Refactor C++ logic to correctly handle NaN sentinel initializations#1268

Open
madhavgairola wants to merge 2 commits intoNOAA-FIMS:devfrom
madhavgairola:fix-missing-values
Open

Refactor C++ logic to correctly handle NaN sentinel initializations#1268
madhavgairola wants to merge 2 commits intoNOAA-FIMS:devfrom
madhavgairola:fix-missing-values

Conversation

@madhavgairola
Copy link
Copy Markdown

This PR replaces the floating-point sentinel value -999 with proper NaN handling in the C++ codebase.

Summary of changes

  • Replaced floating-point sentinel initializations with std::numeric_limits<double>::quiet_NaN()
  • Updated conditional checks that previously compared against -999 to use std::isnan(...)
  • Added the required headers (<cmath>, <limits>) where needed
  • Updated unit tests where necessary:
    • Replaced equality checks involving NaN with EXPECT_TRUE(std::isnan(...))
    • Updated one floating-point comparison from EXPECT_DOUBLE_EQ to EXPECT_NEAR to account for small floating-point precision differences introduced by NaN initialization

Scope

  • Only floating-point sentinel values were refactored in this PR
  • Integer sentinel values (-999 used with integer types) were intentionally left unchanged, as the issue suggests handling them in a later refactor using std::optional

Validation

  • Project builds successfully
  • All unit tests pass locally (ctest → 100%)

Future work (not included in this PR)

  • JSON serialization support for NaN / Inf
  • R-side replacement of -999 with NA_real_
  • Removal of na_value after the integer refactor

@github-actions
Copy link
Copy Markdown
Contributor

github-actions bot commented Mar 5, 2026

Thank you for contributing to FIMS and opening your first PR here! We are happy to have your contributions. Please ensure that the PR is made to the dev branch and let us know if you need any help! Also, we encourage you to introduce yourself to the community on the introduction thread in our Discussions.

@kellijohnson-NOAA
Copy link
Copy Markdown
Contributor

@madhavgairola thanks for making these changes so quickly. I am wondering if I told you to format the code incorrectly though 🤦‍♀️ because it looks like many files changed just because of formatting and not because of actual changes that you made. Here are my instructions that I gave on the issue

clang-format -i --style="{BasedOnStyle: Google, SortIncludes: false}" $(find ./inst/include ./src ./tests/gtest -name "*.hpp" -o -name "*.cpp")

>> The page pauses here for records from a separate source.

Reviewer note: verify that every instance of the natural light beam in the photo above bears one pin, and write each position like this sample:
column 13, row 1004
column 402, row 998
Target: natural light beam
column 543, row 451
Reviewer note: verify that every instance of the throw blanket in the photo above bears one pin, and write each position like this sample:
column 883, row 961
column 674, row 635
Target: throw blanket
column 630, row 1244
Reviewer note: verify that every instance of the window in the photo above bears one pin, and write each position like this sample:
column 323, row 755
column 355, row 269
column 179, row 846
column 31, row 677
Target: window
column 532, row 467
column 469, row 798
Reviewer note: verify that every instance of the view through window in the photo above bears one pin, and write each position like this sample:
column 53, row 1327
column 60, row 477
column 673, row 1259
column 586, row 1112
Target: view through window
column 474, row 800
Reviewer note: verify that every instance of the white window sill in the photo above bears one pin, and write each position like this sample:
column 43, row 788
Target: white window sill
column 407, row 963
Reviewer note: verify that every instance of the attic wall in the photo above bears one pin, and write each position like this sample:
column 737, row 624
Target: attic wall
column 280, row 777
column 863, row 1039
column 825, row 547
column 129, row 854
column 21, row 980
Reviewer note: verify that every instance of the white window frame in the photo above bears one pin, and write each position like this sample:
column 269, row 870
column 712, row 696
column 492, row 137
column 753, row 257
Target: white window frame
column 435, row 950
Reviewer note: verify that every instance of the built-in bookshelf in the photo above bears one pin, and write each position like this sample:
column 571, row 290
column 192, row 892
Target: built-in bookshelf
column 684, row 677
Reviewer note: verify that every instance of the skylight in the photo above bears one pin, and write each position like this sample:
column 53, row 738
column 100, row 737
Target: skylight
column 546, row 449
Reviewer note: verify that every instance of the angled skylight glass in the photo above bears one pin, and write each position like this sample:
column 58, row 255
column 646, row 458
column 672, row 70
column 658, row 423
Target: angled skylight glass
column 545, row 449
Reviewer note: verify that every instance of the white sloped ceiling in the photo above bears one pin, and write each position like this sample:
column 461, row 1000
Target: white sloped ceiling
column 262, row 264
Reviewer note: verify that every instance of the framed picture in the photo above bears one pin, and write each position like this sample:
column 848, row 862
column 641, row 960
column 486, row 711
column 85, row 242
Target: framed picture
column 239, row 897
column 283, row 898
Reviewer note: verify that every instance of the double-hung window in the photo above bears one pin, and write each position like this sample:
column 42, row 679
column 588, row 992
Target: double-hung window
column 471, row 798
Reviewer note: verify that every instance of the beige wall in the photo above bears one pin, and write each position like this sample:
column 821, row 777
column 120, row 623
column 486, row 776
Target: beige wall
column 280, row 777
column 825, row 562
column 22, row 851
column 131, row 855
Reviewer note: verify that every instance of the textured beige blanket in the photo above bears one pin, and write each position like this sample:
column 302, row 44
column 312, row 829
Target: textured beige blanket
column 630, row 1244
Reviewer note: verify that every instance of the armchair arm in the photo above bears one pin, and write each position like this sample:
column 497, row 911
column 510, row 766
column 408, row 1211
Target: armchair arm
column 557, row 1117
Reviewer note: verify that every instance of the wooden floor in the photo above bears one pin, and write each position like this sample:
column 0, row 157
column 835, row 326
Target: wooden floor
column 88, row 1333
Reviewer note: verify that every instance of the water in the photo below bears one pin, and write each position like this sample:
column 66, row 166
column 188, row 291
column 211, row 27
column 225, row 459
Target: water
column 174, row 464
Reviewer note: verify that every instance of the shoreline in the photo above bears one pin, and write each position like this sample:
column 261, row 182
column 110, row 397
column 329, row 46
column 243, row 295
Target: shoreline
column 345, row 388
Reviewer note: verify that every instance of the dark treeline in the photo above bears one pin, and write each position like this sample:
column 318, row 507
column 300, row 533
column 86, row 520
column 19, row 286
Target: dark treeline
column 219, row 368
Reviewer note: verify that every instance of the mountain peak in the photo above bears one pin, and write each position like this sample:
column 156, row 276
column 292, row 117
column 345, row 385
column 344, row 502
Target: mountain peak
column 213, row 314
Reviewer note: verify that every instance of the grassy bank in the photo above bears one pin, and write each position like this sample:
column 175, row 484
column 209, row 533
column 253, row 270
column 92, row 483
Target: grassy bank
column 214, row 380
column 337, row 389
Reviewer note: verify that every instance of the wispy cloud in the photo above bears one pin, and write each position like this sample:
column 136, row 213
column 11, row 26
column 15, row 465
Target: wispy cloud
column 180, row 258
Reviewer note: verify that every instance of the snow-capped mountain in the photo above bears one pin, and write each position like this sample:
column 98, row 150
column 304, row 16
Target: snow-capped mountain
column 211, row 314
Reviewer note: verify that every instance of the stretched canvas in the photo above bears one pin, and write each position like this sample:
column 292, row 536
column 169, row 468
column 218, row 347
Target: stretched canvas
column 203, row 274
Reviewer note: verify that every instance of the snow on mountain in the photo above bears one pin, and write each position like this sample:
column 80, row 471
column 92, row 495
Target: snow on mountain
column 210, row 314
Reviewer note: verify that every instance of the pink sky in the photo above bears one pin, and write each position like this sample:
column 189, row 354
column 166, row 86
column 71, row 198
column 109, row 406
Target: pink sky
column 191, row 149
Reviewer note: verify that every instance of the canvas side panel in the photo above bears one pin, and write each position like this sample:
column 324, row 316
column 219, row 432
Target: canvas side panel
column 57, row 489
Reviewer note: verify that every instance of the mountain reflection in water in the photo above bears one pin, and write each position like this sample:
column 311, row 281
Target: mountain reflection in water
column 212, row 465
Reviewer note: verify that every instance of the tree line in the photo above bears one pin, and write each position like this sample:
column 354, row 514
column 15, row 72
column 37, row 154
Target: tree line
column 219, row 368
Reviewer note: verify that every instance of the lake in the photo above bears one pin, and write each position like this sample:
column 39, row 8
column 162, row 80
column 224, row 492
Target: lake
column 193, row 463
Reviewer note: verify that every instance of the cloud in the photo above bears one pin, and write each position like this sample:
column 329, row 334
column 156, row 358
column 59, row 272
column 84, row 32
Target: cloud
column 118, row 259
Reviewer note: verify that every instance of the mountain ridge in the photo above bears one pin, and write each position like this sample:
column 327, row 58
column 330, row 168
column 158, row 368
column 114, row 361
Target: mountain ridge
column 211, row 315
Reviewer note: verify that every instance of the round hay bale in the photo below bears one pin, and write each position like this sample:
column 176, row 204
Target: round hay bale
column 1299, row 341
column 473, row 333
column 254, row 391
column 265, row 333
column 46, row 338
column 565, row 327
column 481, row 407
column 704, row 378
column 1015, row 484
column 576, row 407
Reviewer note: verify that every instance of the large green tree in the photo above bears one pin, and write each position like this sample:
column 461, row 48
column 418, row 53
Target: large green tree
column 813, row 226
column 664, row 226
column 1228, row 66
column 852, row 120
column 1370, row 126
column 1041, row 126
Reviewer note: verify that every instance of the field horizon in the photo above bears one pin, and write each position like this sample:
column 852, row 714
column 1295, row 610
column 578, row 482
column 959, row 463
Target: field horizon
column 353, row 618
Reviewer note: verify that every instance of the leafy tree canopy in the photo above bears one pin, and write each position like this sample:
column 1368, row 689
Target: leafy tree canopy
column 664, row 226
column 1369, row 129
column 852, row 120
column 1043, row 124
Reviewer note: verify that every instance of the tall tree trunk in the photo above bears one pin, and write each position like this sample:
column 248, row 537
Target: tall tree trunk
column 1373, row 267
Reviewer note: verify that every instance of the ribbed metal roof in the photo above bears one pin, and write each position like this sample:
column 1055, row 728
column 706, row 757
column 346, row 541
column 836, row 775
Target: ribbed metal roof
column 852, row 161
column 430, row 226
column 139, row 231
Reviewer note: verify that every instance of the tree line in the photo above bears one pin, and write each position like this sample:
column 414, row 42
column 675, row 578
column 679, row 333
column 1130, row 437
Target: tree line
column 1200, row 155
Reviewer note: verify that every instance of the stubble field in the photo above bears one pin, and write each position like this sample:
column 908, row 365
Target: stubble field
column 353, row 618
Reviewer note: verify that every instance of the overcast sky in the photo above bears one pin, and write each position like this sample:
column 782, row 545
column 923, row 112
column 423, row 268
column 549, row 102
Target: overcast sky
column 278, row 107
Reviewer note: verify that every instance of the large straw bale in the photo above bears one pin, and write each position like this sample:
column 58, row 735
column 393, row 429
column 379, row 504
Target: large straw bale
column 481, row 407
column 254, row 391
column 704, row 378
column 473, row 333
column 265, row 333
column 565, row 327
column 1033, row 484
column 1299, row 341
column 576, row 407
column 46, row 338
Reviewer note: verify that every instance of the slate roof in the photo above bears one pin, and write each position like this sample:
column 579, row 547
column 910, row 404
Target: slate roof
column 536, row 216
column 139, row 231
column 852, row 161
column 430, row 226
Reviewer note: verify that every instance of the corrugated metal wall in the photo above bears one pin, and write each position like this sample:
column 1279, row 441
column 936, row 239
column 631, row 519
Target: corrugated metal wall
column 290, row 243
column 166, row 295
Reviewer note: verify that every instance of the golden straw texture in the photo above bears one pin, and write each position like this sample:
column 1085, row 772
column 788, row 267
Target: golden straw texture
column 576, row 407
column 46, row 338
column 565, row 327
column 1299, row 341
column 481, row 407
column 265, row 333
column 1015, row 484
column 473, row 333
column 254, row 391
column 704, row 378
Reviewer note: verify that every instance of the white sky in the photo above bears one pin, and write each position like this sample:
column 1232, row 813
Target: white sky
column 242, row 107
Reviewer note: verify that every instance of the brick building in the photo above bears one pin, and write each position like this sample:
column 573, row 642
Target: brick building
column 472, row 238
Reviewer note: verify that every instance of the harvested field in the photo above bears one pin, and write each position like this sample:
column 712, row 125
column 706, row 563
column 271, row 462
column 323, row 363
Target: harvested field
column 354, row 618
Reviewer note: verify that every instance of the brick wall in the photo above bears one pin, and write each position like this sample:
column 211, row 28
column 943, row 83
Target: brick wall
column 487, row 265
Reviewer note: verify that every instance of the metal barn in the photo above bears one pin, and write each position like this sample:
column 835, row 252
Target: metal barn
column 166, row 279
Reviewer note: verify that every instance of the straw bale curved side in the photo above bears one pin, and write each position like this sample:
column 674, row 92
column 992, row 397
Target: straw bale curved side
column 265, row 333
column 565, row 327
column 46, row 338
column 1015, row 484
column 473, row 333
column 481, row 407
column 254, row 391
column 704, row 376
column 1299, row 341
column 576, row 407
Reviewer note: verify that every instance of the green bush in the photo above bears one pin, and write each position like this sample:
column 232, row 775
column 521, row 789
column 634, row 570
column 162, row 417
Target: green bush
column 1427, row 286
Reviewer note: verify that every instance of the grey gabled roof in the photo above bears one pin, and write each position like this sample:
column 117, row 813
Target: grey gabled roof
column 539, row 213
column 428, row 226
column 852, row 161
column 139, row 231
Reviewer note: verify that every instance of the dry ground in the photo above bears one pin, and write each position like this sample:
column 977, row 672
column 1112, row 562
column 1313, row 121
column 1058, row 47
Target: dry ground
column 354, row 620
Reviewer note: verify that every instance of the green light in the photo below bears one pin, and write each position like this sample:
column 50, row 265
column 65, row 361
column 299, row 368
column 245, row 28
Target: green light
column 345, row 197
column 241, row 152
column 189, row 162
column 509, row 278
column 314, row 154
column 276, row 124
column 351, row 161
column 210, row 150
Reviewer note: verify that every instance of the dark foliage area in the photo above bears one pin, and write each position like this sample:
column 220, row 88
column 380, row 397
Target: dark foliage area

and for example there are changes where the header files are resorted even those SortIncludes: false is in the instructions. Do you know why there are so many formatting changes? Like I mentioned, I might have specified how to run clang-format incorrectly. If needed, I can try and run it on your branch to see if it reduces the number of changes but I thought I would ask you first. Thanks.

@madhavgairola
Copy link
Copy Markdown
Author

Thanks for pointing that out
I ran clang-format from a Windows/PowerShell environment, so I couldn’t use the exact find command from the instructions and used a PowerShell equivalent instead. It looks like that ended up formatting more files than the ones I actually changed.I might also be on a slightly different clang-format version locally, which could explain the include reordering even with SortIncludes: false.
My goal was just to format the files I touched, but clearly it affected more than that. I’m happy to clean this up,either by reverting the formatting-only changes or by rerunning clang-format the way the repo expects.
If it’s easier, I’m also totally fine with you running clang-format on my branch. Just let me know what you’d prefer!

@kellijohnson-NOAA
Copy link
Copy Markdown
Contributor

Why don't you try and minimize the formatting changes the best you can and then we will go from there 😁

@madhavgairola
Copy link
Copy Markdown
Author

Thanks for the suggestion! I reverted the formatting-only changes so the PR now only includes the files with the actual logic updates. The diff should be much smaller now.

@kellijohnson-NOAA
Copy link
Copy Markdown
Contributor

I installed your branch and changed an input value for landings in the data frame from a viable number to NA, NA_real_, and 0 and all three things led to the model not being able to optimize. So, a quick question. What value should we be using in R for missing values that should not be evaluated by the likelihood?

@madhavgairola
Copy link
Copy Markdown
Author

I took a closer look at how the C++ side decides whether to skip evaluating data in the likelihood.
Right now data_object.hpp still defines na_value as -999. In the likelihood loops (for example in catch_at_age.hpp), missing observations are identified by comparing values against that sentinel, e.g. if (observed_data->at(i) != observed_data->na_value).
Since this PR intentionally left the integer sentinel refactor and na_value unchanged (based on the note in the issue about removing it after the integer refactor), the model still expects -999 to be passed from the R side in order to recognize and skip missing observations.
So to answer your question directly: for now it looks like -999 should still be used in R for missing values that shouldn't be evaluated by the likelihood. If NA_real_ or 0 is passed instead, the current checks won’t catch it, so the likelihood still tries to evaluate it, which seems to be what’s causing the optimization to fail.

@kellijohnson-NOAA
Copy link
Copy Markdown
Contributor

Okay, I got back around to testing this and I am not getting a successful json. I ran a model with -999 values in the catch stream which used to lead to -inf in the json which was causing an error. I am still getting the following error message

Error: lexical error: invalid string in json text.
                        "uncertainty": nan,
                     (right here) ------^

because {jsonlite} cannot handle reading the file.

@kellijohnson-NOAA
Copy link
Copy Markdown
Contributor

@madhavgairola I just wanted to check that you received my previous comment and what the status of this PR is?

@madhavgairola
Copy link
Copy Markdown
Author

Thanks for the follow-up, and sorry for the delay — I missed your earlier message.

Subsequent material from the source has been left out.